- Kowen
- Interactive map of Kowen
- Coordinates: 35°18′39″S 149°18′49″E﻿ / ﻿35.31078°S 149.31367°E
- Country: Australia
- State: Australian Capital Territory

Government
- • Territory electorate: Kurrajong;
- • Federal division: Fenner;

Area
- • Total: 77.0 km^{2} (29.7 sq mi)

Population
- • Total: 38 (2016 census)
- • Density: 0.494/km^{2} (1.278/sq mi)
- Postcode: 2609
Localities around Kowen
| Majura | Wamboin | Bungendore |
| Majura | Kowen | Bungendore |
| Queanbeyan | Carwoola | Hoskinstown |

= Kowen =

Kowen is a district in the Australian Capital Territory in Australia. It is situated in the northeast corner of the ACT, to the east of Sutton Road and the town of Queanbeyan, New South Wales. Kowen is primarily covered by pine forests, and is also used for farming. The main highway between the ACT and the south coast region, the Kings Highway, runs directly through the Kowen.

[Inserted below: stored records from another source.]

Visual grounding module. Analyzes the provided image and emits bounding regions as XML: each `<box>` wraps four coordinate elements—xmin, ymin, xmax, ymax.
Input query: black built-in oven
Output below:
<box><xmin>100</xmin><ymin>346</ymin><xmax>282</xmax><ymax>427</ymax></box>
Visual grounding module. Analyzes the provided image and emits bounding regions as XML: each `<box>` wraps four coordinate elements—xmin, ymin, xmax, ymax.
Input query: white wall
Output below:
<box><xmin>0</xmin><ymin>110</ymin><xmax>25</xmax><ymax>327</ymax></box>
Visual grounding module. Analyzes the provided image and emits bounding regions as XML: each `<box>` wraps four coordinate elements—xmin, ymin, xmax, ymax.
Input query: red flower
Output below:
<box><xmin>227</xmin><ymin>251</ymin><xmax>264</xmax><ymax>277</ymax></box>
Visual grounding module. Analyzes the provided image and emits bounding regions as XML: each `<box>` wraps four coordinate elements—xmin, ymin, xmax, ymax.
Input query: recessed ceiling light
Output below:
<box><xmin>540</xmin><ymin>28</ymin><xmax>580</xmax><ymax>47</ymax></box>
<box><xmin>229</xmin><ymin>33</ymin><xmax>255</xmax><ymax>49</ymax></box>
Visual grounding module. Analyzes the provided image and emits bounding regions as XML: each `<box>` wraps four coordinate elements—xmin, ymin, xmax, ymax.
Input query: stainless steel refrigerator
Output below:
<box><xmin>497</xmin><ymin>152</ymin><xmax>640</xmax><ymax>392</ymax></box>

The 1966 Act describes the Kowen District as being:

All that part of the Australian Capital Territory commencing at the intersection of the middle thread of Sutton Road with the generally northeastern boundary of the Territory; and bounded thence by generally northeastern, eastern and southern boundaries of the Territory generally southeasterly, southerly and westerly, respectively, to the middle thread of Sutton Road; thence by part of the middle thread of Sutton Road generally northeasterly to the point of commencement.

The area is well known to mountain bikers as the site of the Sparrow Hill mountain biking area, an eastern enclave of Kowen Forest. A new 5 km alignment of the Kings Highway was constructed in 2010–11 to improve the safety of the road. The new section divides Sparrow Hill into two parts, and includes overtaking lanes in both directions, and bypasses a dangerous, winding section of road, including at least six bends.

==Early settlers==

Some of the early settlers in the district prior to the establishment of the Australian Capital Territory made their homes on the Kowen district. Luke and Mary Colverwell settled in a cottage on the banks of Glenburn Creek in what is now known as Kowen Forest.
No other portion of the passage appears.